The rules, which take effect in 90 days, have broad implications for public health and the tobacco industry. They subject producers to federal regulation for the first time, requiring them to register with the F.D.A. and provide it with a detailed account of their products’ ingredients and their manufacturing processes. Producers will also have to apply to the F.D.A. for permission to sell their products. That includes vape shops that mix their own e-cigarette liquid.
The move was applauded by public health experts who said the industry needed oversight and who had been waiting nearly seven years for the agency to provide it. But it infuriated many e-cigarette companies, which argued that the rules would crush smaller producers that could not afford the time and lawyers to complete an arduous federal applications process. That would have the effect of buoying big tobacco companies, some argued, many of which have gotten into the e-cigarette business.

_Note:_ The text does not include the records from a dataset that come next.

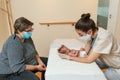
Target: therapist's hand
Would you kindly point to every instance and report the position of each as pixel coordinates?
(64, 56)
(41, 67)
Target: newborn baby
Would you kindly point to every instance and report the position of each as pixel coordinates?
(71, 52)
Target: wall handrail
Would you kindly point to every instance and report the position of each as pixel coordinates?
(2, 9)
(58, 23)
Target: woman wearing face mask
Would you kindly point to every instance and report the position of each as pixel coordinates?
(101, 47)
(19, 58)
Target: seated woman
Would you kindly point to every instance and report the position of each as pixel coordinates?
(71, 52)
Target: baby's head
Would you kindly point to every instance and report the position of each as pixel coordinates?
(63, 49)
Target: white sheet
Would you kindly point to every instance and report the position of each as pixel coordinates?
(61, 69)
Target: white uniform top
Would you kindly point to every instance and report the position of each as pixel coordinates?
(106, 45)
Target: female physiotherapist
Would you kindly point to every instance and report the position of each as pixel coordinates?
(19, 58)
(101, 45)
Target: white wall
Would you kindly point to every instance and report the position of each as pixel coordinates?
(4, 27)
(52, 10)
(117, 30)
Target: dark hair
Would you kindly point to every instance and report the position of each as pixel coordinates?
(21, 24)
(85, 23)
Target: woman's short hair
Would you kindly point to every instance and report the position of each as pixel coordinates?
(85, 23)
(21, 24)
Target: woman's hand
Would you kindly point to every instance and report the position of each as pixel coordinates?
(41, 67)
(64, 56)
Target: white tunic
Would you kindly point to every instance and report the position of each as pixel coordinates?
(106, 45)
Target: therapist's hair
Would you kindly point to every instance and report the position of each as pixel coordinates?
(85, 23)
(21, 24)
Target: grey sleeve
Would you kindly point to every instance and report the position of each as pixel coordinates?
(15, 57)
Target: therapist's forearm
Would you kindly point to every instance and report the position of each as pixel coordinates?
(31, 67)
(38, 59)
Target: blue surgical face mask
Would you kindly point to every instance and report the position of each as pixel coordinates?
(27, 35)
(86, 38)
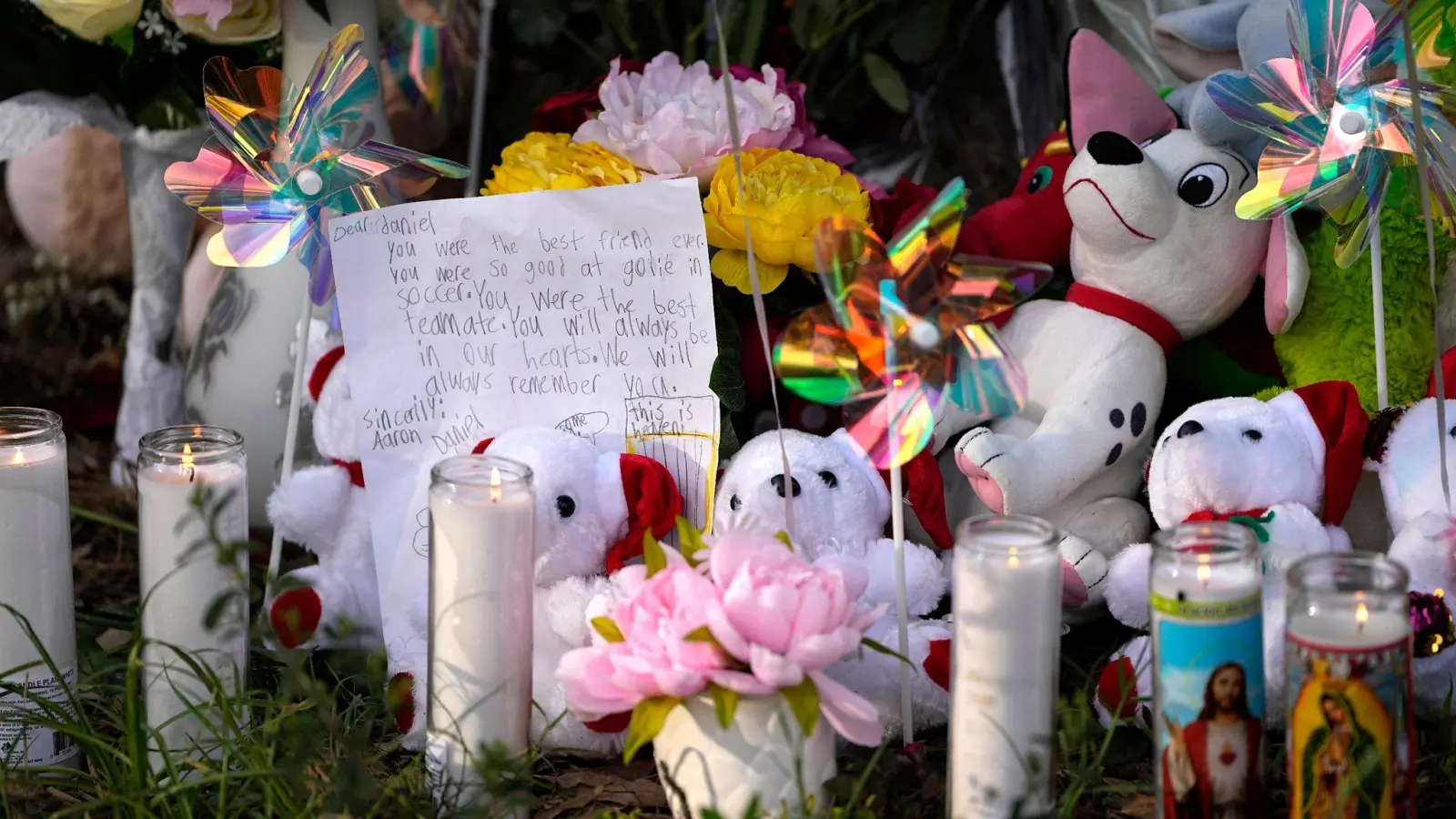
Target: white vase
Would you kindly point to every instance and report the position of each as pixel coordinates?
(240, 369)
(764, 753)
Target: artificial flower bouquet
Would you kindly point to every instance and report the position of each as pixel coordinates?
(744, 617)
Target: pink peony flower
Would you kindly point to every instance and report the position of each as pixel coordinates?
(213, 9)
(790, 620)
(654, 617)
(673, 121)
(804, 137)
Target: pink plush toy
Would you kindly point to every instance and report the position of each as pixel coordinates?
(325, 511)
(1158, 256)
(592, 513)
(1286, 468)
(1401, 450)
(841, 508)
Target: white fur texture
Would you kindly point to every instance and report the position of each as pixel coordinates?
(1077, 443)
(322, 511)
(841, 511)
(1411, 482)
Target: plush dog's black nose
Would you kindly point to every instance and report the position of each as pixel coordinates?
(1108, 147)
(778, 484)
(1190, 429)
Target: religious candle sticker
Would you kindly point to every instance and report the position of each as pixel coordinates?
(1351, 738)
(1208, 672)
(586, 310)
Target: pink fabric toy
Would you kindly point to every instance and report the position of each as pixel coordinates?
(1286, 468)
(841, 508)
(592, 511)
(1158, 256)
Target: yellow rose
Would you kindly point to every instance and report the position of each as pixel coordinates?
(786, 196)
(552, 162)
(91, 19)
(248, 22)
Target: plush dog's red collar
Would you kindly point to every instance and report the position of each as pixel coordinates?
(1136, 314)
(356, 471)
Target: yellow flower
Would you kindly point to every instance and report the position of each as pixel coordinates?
(91, 19)
(786, 196)
(248, 22)
(552, 162)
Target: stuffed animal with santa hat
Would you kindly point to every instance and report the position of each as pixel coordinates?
(1404, 450)
(325, 509)
(839, 508)
(1285, 468)
(592, 513)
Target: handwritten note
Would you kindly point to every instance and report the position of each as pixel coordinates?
(586, 310)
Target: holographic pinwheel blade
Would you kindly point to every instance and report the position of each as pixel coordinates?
(820, 361)
(892, 421)
(324, 116)
(985, 379)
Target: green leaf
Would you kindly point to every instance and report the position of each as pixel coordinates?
(725, 704)
(608, 630)
(652, 554)
(647, 722)
(887, 82)
(689, 541)
(322, 9)
(883, 649)
(804, 703)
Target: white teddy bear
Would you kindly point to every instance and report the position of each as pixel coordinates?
(1402, 450)
(592, 513)
(1267, 465)
(839, 508)
(325, 509)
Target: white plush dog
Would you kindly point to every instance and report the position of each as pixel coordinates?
(1269, 465)
(1158, 256)
(1404, 453)
(841, 508)
(592, 511)
(325, 511)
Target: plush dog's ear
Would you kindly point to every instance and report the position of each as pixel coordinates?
(1286, 276)
(1196, 43)
(1104, 94)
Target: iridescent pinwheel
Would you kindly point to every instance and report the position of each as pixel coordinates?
(281, 157)
(905, 329)
(1340, 120)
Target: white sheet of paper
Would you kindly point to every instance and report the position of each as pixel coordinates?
(590, 310)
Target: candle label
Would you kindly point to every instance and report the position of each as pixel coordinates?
(1351, 733)
(1208, 690)
(22, 741)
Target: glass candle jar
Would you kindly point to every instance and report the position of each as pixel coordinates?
(1347, 656)
(482, 555)
(184, 472)
(35, 551)
(1208, 627)
(1004, 668)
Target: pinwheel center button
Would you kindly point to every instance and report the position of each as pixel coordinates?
(309, 182)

“This is not regulation — it is prohibition,” the American Vaping Association, a trade group for the industry, said in a statement. It said that submitting an application to get a product approved would take more than 1,700 hours and cost more than $1 million.
The growing use of e-cigarettes has sharply divided American public health experts. The central question is whether they help people stop smoking — or whether they are a gateway to traditional cigarettes, especially for younger people. Health experts in Britain have decided that they are effective in helping people quit, and have urged smokers there to switch to them. American experts have been more cautious, warning that e-cigarette use may eventually result in young people moving from vaping to traditional cigarettes.

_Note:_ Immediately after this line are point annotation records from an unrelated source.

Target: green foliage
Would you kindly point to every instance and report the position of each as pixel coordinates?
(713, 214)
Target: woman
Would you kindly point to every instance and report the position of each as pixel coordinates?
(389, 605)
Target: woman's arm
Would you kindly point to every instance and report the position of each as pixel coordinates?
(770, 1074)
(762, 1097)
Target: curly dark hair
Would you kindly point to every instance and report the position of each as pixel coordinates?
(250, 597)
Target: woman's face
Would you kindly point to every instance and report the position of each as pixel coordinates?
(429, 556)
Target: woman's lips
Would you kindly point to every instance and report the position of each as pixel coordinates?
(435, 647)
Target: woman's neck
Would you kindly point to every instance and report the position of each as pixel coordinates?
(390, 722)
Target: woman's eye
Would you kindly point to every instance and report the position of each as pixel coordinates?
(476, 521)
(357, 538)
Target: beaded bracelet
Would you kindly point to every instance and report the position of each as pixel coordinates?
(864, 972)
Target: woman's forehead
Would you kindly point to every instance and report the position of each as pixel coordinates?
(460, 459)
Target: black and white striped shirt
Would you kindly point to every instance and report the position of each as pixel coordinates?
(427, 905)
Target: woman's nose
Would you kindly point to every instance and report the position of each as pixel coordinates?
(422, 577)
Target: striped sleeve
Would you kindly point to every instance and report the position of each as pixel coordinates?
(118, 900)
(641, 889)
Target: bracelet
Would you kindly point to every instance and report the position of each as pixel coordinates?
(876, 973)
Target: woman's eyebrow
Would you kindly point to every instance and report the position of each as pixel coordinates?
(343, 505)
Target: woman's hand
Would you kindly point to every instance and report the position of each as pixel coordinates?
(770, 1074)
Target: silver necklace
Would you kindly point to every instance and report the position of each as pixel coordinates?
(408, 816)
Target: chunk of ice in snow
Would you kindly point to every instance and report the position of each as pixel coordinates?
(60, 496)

But smoking rates for youth have declined since the devices were introduced in the mid-2000s, and some experts say that is proof enough that the fears — at least for now — have not come to pass.
“In terms of the health of the public, this action is a disaster,” said Dr. Joel L. Nitzkin, senior fellow for tobacco policy at the R Street Institute, a conservative think tank in Washington. “This will move the debate into a new arena. I wouldn’t be surprised if we started seeing lawsuits.”
Smoking is the largest cause of preventable death, with more than 480,000 tobacco-related deaths each year in the United States. Forty million American adults smoke.
The regulations establish oversight of what has been a market free-for-all of products, including vials of liquid nicotine of varying quality and unknown provenance. Finalizing the rules has taken years. They stem from a major tobacco-control law Congress passed in 2009 and were first proposed in draft form in 2014.
“The process has started, and it has been incredibly difficult,” said Matthew L. Myers, the president of the Campaign for Tobacco-Free Kids, a health advocacy group, who welcomed the rules.
Producers will be subject to F.D.A. inspections and will not be able to market their products as “light” or “mild” without agency approval. Companies will be prohibited from giving out free samples.
“There are retailers selling these products, but in the back room, they are also mixing,” said Mitch Zeller, the director of the Center for Tobacco Products at the F.D.A. “That means under the law, they are manufacturers.”
One of the central questions about the regulations was whether they would be so tough that it would be hard for smaller producers to remain on the market and thus bolster large tobacco companies, which have money and big legal departments to navigate the arduous federal application process.
Market analysts and industry groups seemed to be in broad agreement on Thursday that the regulations would have that effect. Some public health experts also expressed that concern.